But Engie energy has hit back, describing as “offensive” any suggestion of a link between its tender application and last week’s eleventh-hour intervention.
Engie agreed to fire up its largely-mothballed Pelican Point gas-fired power station, after a desperate plea from Treasurer Tom Koutsantonis, at the behest of a delegation of manufacturers who warned soaring prices could lead to temporary shutdowns.
The $450 million Le Fevre Peninsula plant has operated at less than half capacity in recent years, citing falling electricity demand due to a manufacturing slump, increased transmission links with Victoria, and competition from subsidised wind and solar production.
But it returned to temporary full capacity last week – as high winds ironically put much of the state’s wind-power generation offline and the Heywood interconnector was unavailable due to improvement works – after a request Koutsantonis said was extraordinary and a one-off.

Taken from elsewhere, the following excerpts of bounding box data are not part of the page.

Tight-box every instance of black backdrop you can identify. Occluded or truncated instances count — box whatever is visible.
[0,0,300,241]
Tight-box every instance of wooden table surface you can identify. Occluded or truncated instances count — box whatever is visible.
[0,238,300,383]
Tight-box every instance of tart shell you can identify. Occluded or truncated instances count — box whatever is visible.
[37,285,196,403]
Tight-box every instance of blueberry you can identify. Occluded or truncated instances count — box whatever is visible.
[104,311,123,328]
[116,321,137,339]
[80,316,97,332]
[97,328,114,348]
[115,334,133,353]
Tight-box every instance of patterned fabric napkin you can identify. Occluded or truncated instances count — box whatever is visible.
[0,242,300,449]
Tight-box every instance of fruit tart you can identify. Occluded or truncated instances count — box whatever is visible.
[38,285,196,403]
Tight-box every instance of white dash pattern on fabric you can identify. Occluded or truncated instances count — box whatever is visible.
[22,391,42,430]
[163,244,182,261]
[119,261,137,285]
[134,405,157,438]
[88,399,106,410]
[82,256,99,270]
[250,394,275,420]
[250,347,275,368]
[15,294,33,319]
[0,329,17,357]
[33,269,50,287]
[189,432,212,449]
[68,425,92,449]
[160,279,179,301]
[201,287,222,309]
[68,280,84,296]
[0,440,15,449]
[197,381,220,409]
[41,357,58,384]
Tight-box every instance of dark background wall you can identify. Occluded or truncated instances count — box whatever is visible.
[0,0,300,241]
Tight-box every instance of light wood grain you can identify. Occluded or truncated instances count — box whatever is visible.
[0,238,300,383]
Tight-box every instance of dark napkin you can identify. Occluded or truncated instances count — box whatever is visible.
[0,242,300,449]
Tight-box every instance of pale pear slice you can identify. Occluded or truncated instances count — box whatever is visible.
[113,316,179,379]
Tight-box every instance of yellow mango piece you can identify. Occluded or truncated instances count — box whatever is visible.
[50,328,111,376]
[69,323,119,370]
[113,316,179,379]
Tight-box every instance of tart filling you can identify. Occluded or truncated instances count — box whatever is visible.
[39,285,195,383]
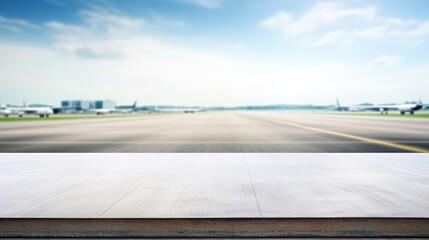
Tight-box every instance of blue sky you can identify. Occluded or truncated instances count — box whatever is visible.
[0,0,429,106]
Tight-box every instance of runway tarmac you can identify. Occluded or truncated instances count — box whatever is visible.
[0,153,429,218]
[0,111,429,153]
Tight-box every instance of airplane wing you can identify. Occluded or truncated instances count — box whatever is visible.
[356,106,399,111]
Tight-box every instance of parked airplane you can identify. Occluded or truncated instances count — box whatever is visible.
[153,107,202,114]
[335,99,423,115]
[7,101,54,118]
[89,101,137,115]
[332,98,350,112]
[0,101,12,117]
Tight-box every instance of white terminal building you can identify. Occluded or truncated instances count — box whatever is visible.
[61,100,116,111]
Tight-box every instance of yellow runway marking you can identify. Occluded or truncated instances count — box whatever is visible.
[264,120,429,153]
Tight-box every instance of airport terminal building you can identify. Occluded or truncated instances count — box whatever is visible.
[61,100,116,112]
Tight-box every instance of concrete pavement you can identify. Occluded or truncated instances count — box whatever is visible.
[0,111,429,153]
[0,153,429,218]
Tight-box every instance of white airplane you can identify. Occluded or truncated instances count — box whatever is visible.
[153,107,202,114]
[12,101,54,118]
[0,101,12,117]
[0,102,54,118]
[89,101,137,115]
[337,99,423,115]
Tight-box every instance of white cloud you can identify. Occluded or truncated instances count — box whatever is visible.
[0,15,39,33]
[179,0,222,8]
[259,2,429,46]
[0,24,22,33]
[43,0,66,7]
[260,2,376,37]
[80,9,146,34]
[310,30,344,47]
[369,55,401,65]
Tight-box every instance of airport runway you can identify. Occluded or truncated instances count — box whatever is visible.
[0,111,429,153]
[0,153,429,218]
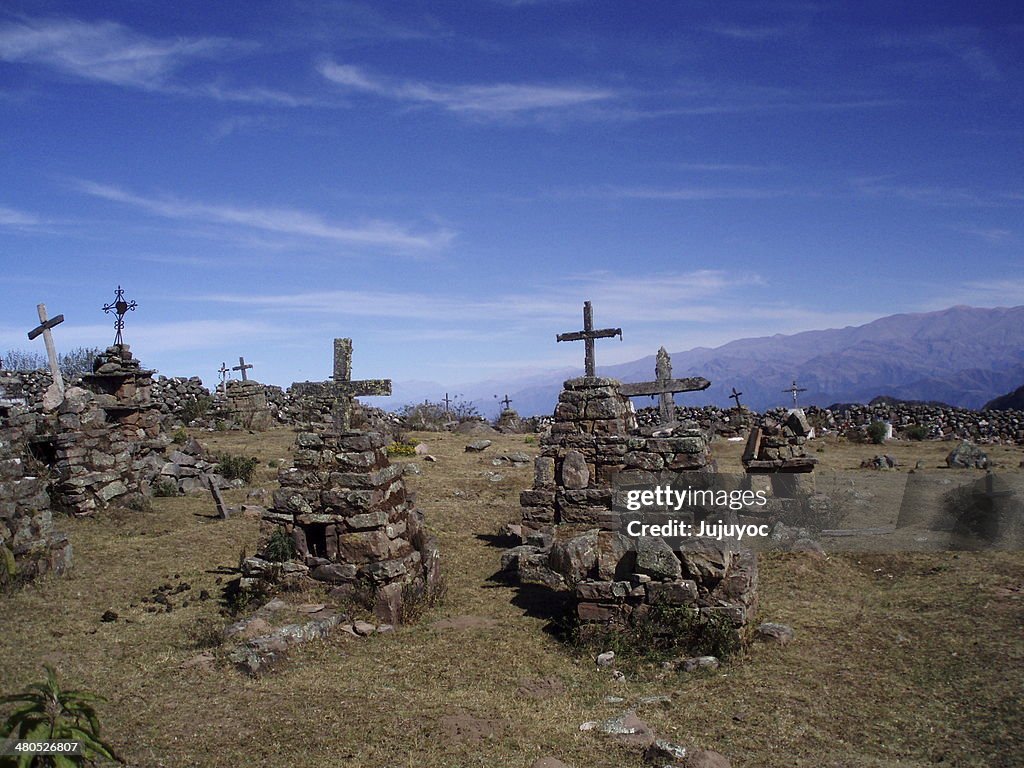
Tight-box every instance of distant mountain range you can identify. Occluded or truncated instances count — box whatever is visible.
[392,306,1024,416]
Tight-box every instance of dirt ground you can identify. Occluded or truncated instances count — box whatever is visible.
[0,429,1024,768]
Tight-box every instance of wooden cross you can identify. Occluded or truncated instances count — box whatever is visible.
[29,304,63,394]
[292,339,391,434]
[729,387,742,410]
[618,347,711,424]
[555,301,623,377]
[231,357,252,381]
[782,379,807,408]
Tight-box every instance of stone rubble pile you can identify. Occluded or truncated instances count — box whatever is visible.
[0,387,72,585]
[742,409,817,473]
[264,432,440,623]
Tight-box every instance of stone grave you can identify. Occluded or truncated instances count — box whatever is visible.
[0,378,72,585]
[512,302,757,632]
[258,339,440,624]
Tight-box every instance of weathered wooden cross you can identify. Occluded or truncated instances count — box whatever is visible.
[231,357,252,381]
[618,347,711,424]
[555,301,623,377]
[729,387,742,409]
[782,379,807,408]
[29,304,63,394]
[292,339,391,434]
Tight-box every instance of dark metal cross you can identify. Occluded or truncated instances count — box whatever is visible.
[782,379,807,408]
[555,301,623,377]
[103,286,138,347]
[729,387,742,409]
[231,357,252,381]
[292,339,391,434]
[618,347,711,424]
[29,304,63,392]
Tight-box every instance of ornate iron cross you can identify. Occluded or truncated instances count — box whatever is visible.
[103,286,138,347]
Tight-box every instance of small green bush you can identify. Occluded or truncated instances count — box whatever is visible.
[217,454,259,484]
[263,528,296,562]
[0,665,124,766]
[903,424,928,440]
[387,441,416,456]
[867,421,888,445]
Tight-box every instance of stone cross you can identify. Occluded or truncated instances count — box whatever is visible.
[782,379,807,408]
[618,347,711,424]
[231,357,252,381]
[555,301,623,377]
[729,387,742,410]
[29,304,63,394]
[292,339,391,434]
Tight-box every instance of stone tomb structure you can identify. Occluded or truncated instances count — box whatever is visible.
[224,379,273,432]
[51,344,168,515]
[0,386,72,585]
[516,307,758,632]
[742,411,818,474]
[264,339,440,623]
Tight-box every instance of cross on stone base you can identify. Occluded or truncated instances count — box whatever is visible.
[782,379,807,408]
[618,347,711,424]
[292,339,391,434]
[231,357,252,381]
[555,301,623,377]
[29,304,63,394]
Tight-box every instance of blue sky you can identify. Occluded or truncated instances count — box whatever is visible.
[0,0,1024,396]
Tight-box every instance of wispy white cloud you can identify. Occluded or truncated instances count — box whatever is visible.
[0,206,43,229]
[75,180,455,251]
[551,184,794,202]
[318,61,618,116]
[850,175,1022,207]
[0,18,309,106]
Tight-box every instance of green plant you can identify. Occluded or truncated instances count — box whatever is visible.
[387,442,416,456]
[217,454,259,483]
[0,665,124,768]
[568,602,742,663]
[867,421,889,445]
[903,424,928,440]
[263,528,296,562]
[153,477,178,499]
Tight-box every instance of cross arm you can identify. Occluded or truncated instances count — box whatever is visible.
[29,314,63,341]
[555,328,623,341]
[618,376,711,397]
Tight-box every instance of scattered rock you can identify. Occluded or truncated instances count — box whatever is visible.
[754,622,794,645]
[946,440,988,469]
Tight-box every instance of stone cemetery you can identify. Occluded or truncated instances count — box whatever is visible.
[0,294,1024,768]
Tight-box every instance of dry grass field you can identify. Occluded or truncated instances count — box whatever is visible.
[0,430,1024,768]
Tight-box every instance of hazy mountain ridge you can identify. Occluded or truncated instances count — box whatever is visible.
[485,306,1024,415]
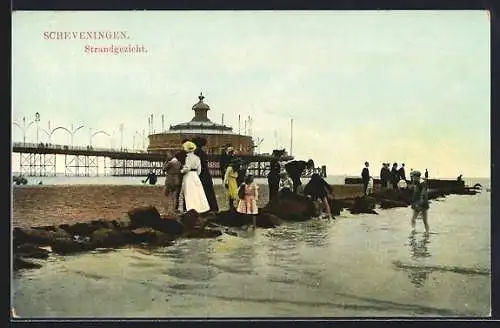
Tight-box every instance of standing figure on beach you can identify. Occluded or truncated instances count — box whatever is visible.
[380,163,390,190]
[304,173,333,219]
[410,170,430,233]
[398,163,406,182]
[267,152,281,201]
[285,159,314,194]
[224,159,240,211]
[163,152,182,215]
[391,163,399,189]
[366,177,373,195]
[236,174,259,230]
[193,137,219,212]
[278,171,293,197]
[361,162,370,196]
[179,141,210,213]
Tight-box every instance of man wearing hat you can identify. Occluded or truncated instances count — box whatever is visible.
[193,137,219,212]
[410,170,429,233]
[179,141,210,213]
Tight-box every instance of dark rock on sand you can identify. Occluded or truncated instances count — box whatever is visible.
[51,239,98,255]
[380,199,408,209]
[13,228,71,246]
[256,213,283,229]
[349,197,378,214]
[12,256,42,271]
[329,198,346,216]
[90,228,131,247]
[126,206,185,236]
[131,227,175,245]
[183,229,222,238]
[207,210,282,228]
[127,206,161,228]
[59,221,104,236]
[262,193,317,221]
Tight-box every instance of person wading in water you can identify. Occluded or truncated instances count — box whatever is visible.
[285,159,314,194]
[181,141,210,213]
[410,170,430,233]
[224,158,240,211]
[163,152,182,215]
[267,151,281,201]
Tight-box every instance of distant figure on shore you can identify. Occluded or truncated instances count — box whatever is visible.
[391,163,399,189]
[410,170,429,233]
[398,179,408,189]
[380,163,391,190]
[142,170,158,185]
[162,152,183,215]
[219,145,234,180]
[361,162,370,196]
[304,173,333,219]
[236,158,247,187]
[236,174,259,230]
[175,149,187,212]
[224,159,240,211]
[267,152,281,201]
[285,159,314,194]
[179,141,210,213]
[398,163,406,181]
[193,137,219,212]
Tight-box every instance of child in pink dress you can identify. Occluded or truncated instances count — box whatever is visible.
[236,175,259,230]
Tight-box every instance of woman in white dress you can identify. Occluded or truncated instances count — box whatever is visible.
[179,141,210,213]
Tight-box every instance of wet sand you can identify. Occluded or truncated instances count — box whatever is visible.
[12,185,361,227]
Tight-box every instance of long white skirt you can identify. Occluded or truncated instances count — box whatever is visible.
[181,171,210,213]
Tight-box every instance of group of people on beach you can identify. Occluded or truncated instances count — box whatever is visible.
[163,137,258,228]
[361,162,429,232]
[267,150,333,219]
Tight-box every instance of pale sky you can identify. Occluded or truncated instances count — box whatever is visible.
[12,11,490,177]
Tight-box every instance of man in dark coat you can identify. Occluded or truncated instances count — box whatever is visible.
[361,162,370,195]
[285,159,314,194]
[219,146,234,181]
[391,163,399,189]
[399,163,406,181]
[236,158,248,187]
[380,163,390,189]
[193,137,219,212]
[267,152,281,200]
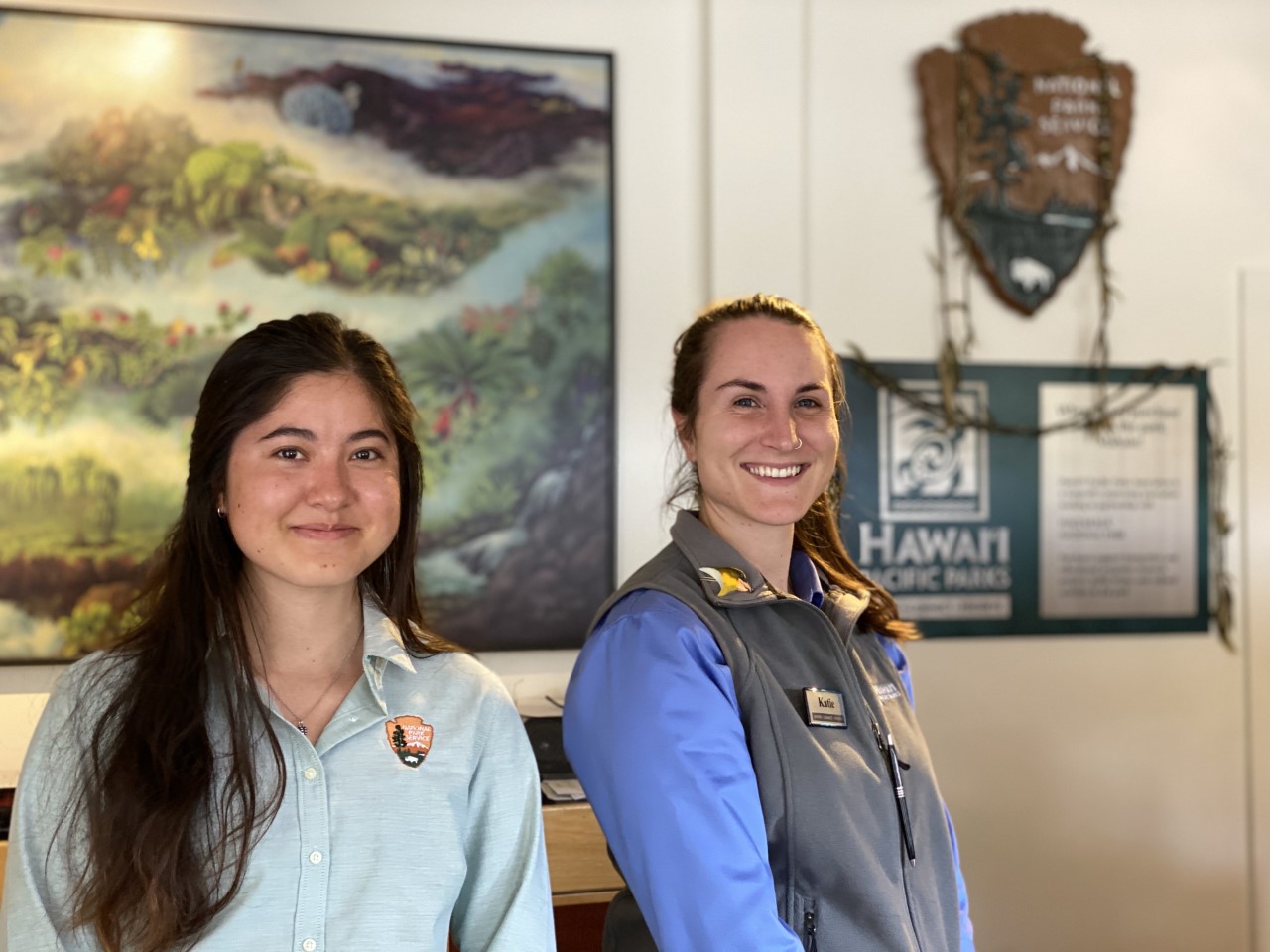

But Parnell says the commercial-in-confidence agreement raises a “burning question”, asking “whether there was any expectation on the part of Engie that they have either won or increased their chances of winning a lucrative government contract”.
Engie has confirmed it has bid for a contract to provide low-carbon power to the State Government. The Australian Financial Review reported in February the contract would be worth about $50 million a year, although Engie disputes this figure.
Koutsantonis told InDaily in a statement the result of that tender was expected “within weeks”, but emphasised: “There is no link between Engie bringing additional gas-fired generation on at Pelican Point and the results of the tender process.”
Parnell said if Pelican Point was feasible to operate at higher capacity, the company would have been doing so already, arguing “suggestions that a big multi-national power company would operate at a loss with no prospect of later reward are pretty hard to swallow”.
But Engie’s head of corporate affairs, Jim Kouts, said the suggestion was “offensive”.
“At no stage in our response to the Government’s request to return a Pelican Point unit to service was the tender process discussed or raised,” he said in a statement.
He said the suggestion the facility was running at a loss showed “a basic lack of understanding of the National Energy Market”.
“Engie made a commercial decision based on the operation of the NEM and has subsequently been in discussions with a number of large South Australian businesses about their electricity supply arrangements,” he said.
Asked whether the confidential terms of the arrangement with the Government could inadvertently give rise to questions around the tender process, Kouts said: “No – again, the question is offensive to all parties involved in providing an emergency response to the current electricity supply situation in South Australia.
“The NEM is a transparent open market and how it operates and details of the market are accessible to the community online.”
When the temporary arrangement was announced, the company said it would return to reduced capacity once the inter-connector outage was complete, as “current market conditions, tight gas supply and high gas prices will mean Pelican Point is likely to be again off-line in the near term”.
A spokesman said the interconnector works had been planned for more than a year, and “commercial and business customers have had the option of hedging against the spot market while the upgrade was undertaken to minimise risk and avoid price fluctuations”.
Parnell has previously criticised Engie’s bid for the low-carbon energy contract, saying “the Government must not use its low-carbon tender process to prop up more fossil fuel generation”.